Toll road representatives answer questions after meeting

GREENVILLE — Tensions ran high in the Caddo Mills Office/Barn after Precinct 2 Hunt County Commissioner Jay Atkins’ regularly scheduled town hall meeting.

Atkins allowed two representatives from the Texas Turnpike Corporation, Neil Barker and Steve McCullough, to speak to the crowd of more than 150 about the controversial toll road.

The court recently passed a resolution supporting the road with a 3-1 vote, with Atkins being the dissenting vote.

“This is going to cut a huge scar through the middle of my precinct,” Atkins said during the Jan. 22 meeting, adding that nine county roads in his district will be directly affected by the road. “Most of those county roads will be dead end roads.”

Phase 1 of the project would be an approximately 24 mile privately owned and built toll road along the Northeast Texas Rural Rail Transportation District (NETEX) right-of-way between Greenville and Lavon in Collin County.

According to Barker, a lot of information being sent out about the proposed road is untrue.

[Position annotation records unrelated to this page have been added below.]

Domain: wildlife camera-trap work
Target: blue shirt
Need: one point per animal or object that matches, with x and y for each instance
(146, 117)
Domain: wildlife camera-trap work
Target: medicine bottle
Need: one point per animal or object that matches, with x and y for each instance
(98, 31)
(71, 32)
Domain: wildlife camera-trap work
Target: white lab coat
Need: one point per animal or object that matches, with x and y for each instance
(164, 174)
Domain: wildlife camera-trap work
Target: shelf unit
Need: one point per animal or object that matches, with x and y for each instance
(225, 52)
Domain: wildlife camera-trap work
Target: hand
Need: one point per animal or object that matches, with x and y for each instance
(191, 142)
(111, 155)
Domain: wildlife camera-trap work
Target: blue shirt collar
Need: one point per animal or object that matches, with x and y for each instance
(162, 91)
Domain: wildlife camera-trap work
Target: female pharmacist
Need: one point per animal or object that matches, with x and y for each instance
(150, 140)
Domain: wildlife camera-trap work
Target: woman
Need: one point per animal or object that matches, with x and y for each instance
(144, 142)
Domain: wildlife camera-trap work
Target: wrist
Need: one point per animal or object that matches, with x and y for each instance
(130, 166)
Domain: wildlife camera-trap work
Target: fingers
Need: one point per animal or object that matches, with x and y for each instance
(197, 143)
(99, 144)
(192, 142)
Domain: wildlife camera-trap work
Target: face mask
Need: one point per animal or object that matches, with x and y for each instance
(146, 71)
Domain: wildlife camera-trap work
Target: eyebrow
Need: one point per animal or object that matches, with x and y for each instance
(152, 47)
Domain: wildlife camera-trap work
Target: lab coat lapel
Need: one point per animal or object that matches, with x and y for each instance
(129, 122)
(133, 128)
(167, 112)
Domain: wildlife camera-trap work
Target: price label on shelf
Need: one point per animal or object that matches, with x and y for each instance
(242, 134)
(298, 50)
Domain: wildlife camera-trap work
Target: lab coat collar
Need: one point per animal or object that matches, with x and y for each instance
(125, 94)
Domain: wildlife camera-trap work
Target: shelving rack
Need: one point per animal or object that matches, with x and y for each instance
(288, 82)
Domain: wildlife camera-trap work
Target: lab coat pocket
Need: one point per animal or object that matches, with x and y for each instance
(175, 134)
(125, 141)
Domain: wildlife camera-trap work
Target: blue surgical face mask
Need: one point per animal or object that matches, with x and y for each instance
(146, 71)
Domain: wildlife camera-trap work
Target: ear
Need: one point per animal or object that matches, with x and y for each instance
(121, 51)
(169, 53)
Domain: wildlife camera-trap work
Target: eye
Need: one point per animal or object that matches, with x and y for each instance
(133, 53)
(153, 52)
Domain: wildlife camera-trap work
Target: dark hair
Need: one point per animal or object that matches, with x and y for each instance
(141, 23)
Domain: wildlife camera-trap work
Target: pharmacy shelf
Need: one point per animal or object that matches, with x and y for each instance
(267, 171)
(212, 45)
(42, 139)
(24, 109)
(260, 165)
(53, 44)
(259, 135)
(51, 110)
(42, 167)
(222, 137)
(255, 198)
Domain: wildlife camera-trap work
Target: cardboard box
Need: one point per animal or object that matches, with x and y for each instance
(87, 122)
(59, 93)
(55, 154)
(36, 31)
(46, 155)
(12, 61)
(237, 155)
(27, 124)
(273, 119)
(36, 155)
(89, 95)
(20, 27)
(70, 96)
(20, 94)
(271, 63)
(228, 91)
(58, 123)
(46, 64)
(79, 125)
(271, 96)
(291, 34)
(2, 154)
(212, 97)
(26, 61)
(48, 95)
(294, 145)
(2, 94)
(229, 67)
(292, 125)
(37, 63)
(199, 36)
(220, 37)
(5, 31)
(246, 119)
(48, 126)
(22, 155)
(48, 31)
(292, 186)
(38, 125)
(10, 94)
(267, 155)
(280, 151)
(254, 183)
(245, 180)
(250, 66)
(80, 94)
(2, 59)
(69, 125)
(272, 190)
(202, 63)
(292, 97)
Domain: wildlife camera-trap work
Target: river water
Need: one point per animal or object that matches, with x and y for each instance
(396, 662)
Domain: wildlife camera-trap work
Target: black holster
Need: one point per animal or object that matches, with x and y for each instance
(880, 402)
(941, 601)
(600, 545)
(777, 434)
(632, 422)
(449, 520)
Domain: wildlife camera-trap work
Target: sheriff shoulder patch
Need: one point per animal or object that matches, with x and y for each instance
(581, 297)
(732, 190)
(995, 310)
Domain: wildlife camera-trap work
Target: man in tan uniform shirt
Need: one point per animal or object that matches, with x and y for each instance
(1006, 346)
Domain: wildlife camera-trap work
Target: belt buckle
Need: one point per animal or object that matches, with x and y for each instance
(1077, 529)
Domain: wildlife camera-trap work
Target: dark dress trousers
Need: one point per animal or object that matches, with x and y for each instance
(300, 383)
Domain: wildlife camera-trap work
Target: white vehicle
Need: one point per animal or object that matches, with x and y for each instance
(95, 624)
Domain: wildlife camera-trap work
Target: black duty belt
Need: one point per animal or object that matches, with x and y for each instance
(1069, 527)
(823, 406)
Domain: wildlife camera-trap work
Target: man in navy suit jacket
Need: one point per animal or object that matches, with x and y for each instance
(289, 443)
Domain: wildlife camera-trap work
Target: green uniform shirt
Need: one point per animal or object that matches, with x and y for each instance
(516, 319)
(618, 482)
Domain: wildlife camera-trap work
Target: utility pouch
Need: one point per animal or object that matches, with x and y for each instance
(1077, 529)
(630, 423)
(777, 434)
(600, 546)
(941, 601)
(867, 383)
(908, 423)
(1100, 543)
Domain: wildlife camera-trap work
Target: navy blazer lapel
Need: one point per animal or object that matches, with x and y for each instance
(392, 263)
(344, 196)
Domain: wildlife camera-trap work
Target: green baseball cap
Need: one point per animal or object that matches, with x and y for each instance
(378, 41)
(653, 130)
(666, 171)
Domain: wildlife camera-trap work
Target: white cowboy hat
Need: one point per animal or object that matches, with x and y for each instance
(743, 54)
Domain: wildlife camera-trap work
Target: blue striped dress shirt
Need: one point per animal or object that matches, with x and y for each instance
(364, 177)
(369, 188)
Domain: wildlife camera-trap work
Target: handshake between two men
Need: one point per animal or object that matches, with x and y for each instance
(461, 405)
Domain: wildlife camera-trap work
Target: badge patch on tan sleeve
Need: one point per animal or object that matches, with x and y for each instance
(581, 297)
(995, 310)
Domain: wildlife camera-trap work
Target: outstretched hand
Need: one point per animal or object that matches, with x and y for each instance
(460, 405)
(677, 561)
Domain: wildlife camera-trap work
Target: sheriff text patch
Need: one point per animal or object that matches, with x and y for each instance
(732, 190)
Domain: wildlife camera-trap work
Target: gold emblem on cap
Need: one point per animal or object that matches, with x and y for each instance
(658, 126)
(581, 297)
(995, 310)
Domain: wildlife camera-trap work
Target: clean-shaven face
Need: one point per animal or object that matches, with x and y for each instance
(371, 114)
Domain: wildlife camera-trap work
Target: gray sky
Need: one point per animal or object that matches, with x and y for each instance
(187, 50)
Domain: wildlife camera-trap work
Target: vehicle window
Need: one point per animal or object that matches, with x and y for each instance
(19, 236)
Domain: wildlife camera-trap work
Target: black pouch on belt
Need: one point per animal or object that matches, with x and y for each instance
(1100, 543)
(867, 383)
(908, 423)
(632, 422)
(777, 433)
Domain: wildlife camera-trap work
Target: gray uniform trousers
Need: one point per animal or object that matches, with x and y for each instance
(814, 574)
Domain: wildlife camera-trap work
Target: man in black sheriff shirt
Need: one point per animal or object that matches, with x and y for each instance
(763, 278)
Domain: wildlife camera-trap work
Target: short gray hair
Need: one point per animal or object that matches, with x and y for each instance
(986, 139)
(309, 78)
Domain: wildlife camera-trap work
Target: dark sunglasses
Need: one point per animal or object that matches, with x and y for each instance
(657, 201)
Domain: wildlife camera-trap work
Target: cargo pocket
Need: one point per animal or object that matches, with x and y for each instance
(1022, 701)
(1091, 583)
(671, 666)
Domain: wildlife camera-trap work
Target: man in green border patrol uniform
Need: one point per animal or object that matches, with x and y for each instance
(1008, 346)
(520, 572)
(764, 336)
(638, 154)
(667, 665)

“I think there has been a lot of misinformation about the project,” Barker said. “Which leads to fear.”

Barker said one of the misconceptions was that the road has been in planning for years. He denied that and described how he first came up with the idea.

“In December of 2011, I was in Sulphur Springs with family talking about the Cotton Belt right-of-way,” he said. “I thought a toll road would be useful and I don’t want my taxes to be raised to have the $2 billion to improve Interstate 30.”

Barker and McCullough fielded questions and concerns from the citizens on where and when the road will be built, and if the project has any investors in it so far.

“There is no funding currently,” Barker said. “We don’t know where the route will go just yet.”

According to Barker, citizens will be able to know sometime in August or September where the three proposed routes for the road will be.

One citizen however, did not have a question, only a statement.

“I want you to look me in the eyes,” Michael Sharpe, a Hunt County resident said. “I’m going to do everything I can to screw you up and try to get this thing trashed.”

Although Atkins did not vote for the road and has openly voiced his opposition to the road, he recognized that Hunt County is growing at an accelerated rate.

“There is little doubt that the population is going to increase tenfold over the next 20 years,” he said.